Дико было слышать такие слова в трактире у Турина, и в то же время трудно было выдумать приличное возражение, и мы ушли на свежий, вольный воздух, который скоро разогнал всякие нечистые помыслы… Но прежде чем мой рассказ пойдет дальше, я должен познакомить вас с моим добрым другом. Пожалуйста, не думайте, чтоб я назвал его вам настоящим его именем, — этого не будет, я назову его просто Ивановым. Он был сын тульского мещанина, кузнечного мастера. Раз его отец, вздумав нажить копейку, сам приехал в Москву, а с собой взял и сына. Купец взял у него весь товар на чистые деньги, а кстати выпросил у него и сына: ‘Отдай-ка его мне, мальчик-то шустрый, я его выучу, сделаю человеком!’ А мальчик, надо сказать, только спал и видел, как бы попасть в Москву. Он был один из тех миллионов честных, здоровых созданий, которые издалека смотрят на столицу как на рай, где можно пройти всякую науку, смотрят долго и пристально, пока жизнь не унесет их в другую сторону… Из школы Иванов поступил в гимназию, где мы и сошлись с ним. Он думал идти в университет, сделаться словесником, как и я, но, оставя гимназию, тотчас же женился и взял себе место уездного учителя, и теперь, вероятно, не променяет его ни на какое профессорство…
Мы вышли на воздух, и первым его делом было заговорить о жене.
— Жена кланяется тебе, велела тебя звать к себе. Надеюсь, что ты оценишь это по достоинству, потому что теперь, весной, от нее трудно ждать, чтоб могла вспомнить о чем-нибудь другом, кроме цветов. Мало того, что она завела себе садочек и буквально набила его всякими цветами, — она пристроила к дому галерею и ее всю убрала цветами, и весь у нее дом в цветах. Да вот погляди, она и теперь, когда я отправлялся в Москву, не нашла никакого другого поручения, как только о цветах, как будто это ее родные, и написала целый реестр семян и корней… — И Иванов вынул из полушубка пол-листа, латинских ботанических названий, написанных рукой его жены, крупным отчетливым почерком.
— Как, твоя жена знает по-латыни?
— Да, насколько ей нужно, чтоб удобно читать сочинения о ботанике и сельской медицине, которых у нее целая библиотечка.
— Ну, расскажи, как вы устроились там, как вы жили до сих пор: мы ведь с тобой не виделись давно…

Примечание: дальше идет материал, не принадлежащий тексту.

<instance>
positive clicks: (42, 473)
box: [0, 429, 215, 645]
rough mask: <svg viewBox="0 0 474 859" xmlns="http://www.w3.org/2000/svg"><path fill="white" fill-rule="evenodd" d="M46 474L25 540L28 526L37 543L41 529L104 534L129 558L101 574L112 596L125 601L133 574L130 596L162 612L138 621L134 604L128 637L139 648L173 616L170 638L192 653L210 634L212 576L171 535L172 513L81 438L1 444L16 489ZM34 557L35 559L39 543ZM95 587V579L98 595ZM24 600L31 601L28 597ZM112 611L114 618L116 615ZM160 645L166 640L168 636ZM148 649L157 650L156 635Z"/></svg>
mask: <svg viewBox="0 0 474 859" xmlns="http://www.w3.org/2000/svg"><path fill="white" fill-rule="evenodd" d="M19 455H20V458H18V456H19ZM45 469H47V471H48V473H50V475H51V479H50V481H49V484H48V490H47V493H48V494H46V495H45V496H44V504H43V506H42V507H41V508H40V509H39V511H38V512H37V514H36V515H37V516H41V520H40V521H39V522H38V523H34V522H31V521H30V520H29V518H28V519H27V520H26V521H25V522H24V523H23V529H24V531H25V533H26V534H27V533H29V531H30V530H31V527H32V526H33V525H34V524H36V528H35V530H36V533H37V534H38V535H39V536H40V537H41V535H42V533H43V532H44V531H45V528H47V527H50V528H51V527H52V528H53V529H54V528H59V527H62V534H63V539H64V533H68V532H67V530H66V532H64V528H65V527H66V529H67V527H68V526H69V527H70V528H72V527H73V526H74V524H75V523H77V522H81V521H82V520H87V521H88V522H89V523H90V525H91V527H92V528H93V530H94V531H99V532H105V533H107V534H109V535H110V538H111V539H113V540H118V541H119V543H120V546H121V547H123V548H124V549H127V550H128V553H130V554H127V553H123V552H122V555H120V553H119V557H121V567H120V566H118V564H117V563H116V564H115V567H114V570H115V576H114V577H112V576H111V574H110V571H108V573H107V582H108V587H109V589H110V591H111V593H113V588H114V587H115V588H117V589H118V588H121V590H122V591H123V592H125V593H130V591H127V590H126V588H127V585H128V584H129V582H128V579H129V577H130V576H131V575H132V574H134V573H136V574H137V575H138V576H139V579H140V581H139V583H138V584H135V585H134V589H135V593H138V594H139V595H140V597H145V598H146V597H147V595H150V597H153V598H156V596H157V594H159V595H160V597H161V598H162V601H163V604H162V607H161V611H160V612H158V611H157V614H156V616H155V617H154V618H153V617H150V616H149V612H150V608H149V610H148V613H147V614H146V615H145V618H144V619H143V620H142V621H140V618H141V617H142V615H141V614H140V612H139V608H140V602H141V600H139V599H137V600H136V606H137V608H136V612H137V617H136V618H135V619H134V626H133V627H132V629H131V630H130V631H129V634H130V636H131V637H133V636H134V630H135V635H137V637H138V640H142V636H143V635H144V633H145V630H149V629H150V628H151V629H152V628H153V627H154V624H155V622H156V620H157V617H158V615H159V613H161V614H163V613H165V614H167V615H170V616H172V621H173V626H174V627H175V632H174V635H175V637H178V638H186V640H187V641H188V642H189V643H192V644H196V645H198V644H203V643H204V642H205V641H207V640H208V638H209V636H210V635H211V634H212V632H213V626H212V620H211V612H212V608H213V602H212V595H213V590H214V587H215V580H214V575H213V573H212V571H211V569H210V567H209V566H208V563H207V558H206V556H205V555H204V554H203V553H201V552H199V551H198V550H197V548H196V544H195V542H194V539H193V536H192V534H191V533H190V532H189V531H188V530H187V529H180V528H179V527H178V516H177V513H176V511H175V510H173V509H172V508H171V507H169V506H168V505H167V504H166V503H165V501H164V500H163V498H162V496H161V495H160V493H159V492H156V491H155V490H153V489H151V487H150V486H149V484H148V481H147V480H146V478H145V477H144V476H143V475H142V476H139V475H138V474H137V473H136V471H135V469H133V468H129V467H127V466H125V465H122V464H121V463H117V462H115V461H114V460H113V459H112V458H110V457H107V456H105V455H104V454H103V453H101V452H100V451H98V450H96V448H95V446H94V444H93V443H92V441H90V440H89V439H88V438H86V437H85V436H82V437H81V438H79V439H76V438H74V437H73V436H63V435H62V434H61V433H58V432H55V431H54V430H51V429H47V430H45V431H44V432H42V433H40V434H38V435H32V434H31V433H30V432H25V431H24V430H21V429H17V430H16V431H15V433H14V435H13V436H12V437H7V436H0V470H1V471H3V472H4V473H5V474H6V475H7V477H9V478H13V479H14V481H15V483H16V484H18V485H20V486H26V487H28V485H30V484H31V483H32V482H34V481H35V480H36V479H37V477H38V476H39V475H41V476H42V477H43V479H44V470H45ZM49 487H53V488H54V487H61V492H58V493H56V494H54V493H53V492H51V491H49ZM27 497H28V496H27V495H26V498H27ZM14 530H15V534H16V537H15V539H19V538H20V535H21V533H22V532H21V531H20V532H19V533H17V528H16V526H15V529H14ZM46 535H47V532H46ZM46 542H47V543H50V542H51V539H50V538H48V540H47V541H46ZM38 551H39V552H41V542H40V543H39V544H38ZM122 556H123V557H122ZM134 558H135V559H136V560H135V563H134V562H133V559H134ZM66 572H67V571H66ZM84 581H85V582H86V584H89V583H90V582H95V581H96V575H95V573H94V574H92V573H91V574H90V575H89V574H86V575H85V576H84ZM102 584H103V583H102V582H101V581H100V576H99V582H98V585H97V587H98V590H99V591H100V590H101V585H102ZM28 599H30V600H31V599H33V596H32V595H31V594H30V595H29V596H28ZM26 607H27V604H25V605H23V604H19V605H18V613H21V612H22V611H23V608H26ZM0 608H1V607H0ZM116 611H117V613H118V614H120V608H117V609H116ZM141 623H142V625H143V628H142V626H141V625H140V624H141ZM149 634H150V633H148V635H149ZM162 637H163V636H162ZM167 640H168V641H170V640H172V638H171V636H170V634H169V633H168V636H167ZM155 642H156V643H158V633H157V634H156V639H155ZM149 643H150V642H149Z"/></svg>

— Я, право, не знаю, что на это тебе сказать. Мне еще в голову никогда не приходило оглянуться на свое прошедшее, потому что все дни наполнены до дна, и с каждым днем жизнь тянет все дальше и дальше… Прошедшее расскажет тебе жена, а я буду говорить тебе о настоящем… По утрам мы оба заняты, я в своей школе с мальчиками, жена — в своей с девочками. В час обедаем, и редко одни. У нас так уж заведено, что к обеду, когда мы оба бываем без дела, наверно зайдет к нам кто-нибудь из соседей: или священник, или кто-нибудь из крестьян, а по праздникам привалит голосистая толпа девушек просить цветов на венки. Должно тебе сказать, что виновница всех этих связей — жена: у нее вечно дела в каждом доме, в каждой семье. В одном месте она лечит старуху, помогая ей покойнее умереть, в другом повивает, а как лечит сибирскую язву — просто чудо! Я говорю ‘чудо’ с крестьянской точки зрения, потому что для леченья этой простой болезни не надо никакой мудрости, кроме здравого смысла. По милости вечных своих хлопот с народом она иногда пропадает на целый день, и раз я думал, что она совсем уж пропала. Был праздничный день, мы рано отобедали, и жена, собрав ребят и девушек, пошла в соседнее село на именины к дьяконице. Село от нас в двух верстах. Она хотела воротиться домой к вечерням, но прошли вечерни и всенощни, наступила ночь, а ее все нет. Я об ней нисколько не заботился, зная, что она под охраной тысячи глаз, под охраной любящего ее народа, и, уложив детей спать, вышел на улицу покалякать с соседями. Была рсскошная летняя ночь: я сидел у ворот на скамейке. Далеко на дороге послышались песни и делались все громче и разгульнее: послышались шум, и смех, и топанье отчаянной пляски, и скоро показалась целая ватага ребят, девушек, крестьян и бурлаков, предводимых моей женой. По справкам оказалось следующее:
Придя в гости, первое, что она услышала, — это было известие о бурлаках, которые причалили к берегу. ‘Ну, будет теперь гульба!’ — говорила дьяконица. Жена знала хорошо, как дорожу я бурлацкими песнями, и сейчас же отправилась к бурлакам в надежде что-нибудь от них записать. Тогда еще бурлаков она видела в первый раз в жизни, и каково было ее отчаяние, когда она увидела их разбитые, окровавленные ноги, увидела их глаза, налитые кровью от натуги, и вместо сильных и могучих людей увидала создания, изможденные и разбитые. Тут уж было не до песен!.. ‘Что вы теперь будете делать? — спросила она у бурлаков. — Ужинать, что ли?’ — ‘Ужинать?! — зарычал шишка — главный мученик, который тянет лямку впереди всех. — Ужинает купчиха в Москве (они ее приняли за купчиху), а для нас довольно и кабака!’ — ‘А когда вы в путь-то отправитесь?’ — ‘Завтра. Ждем приказчика’.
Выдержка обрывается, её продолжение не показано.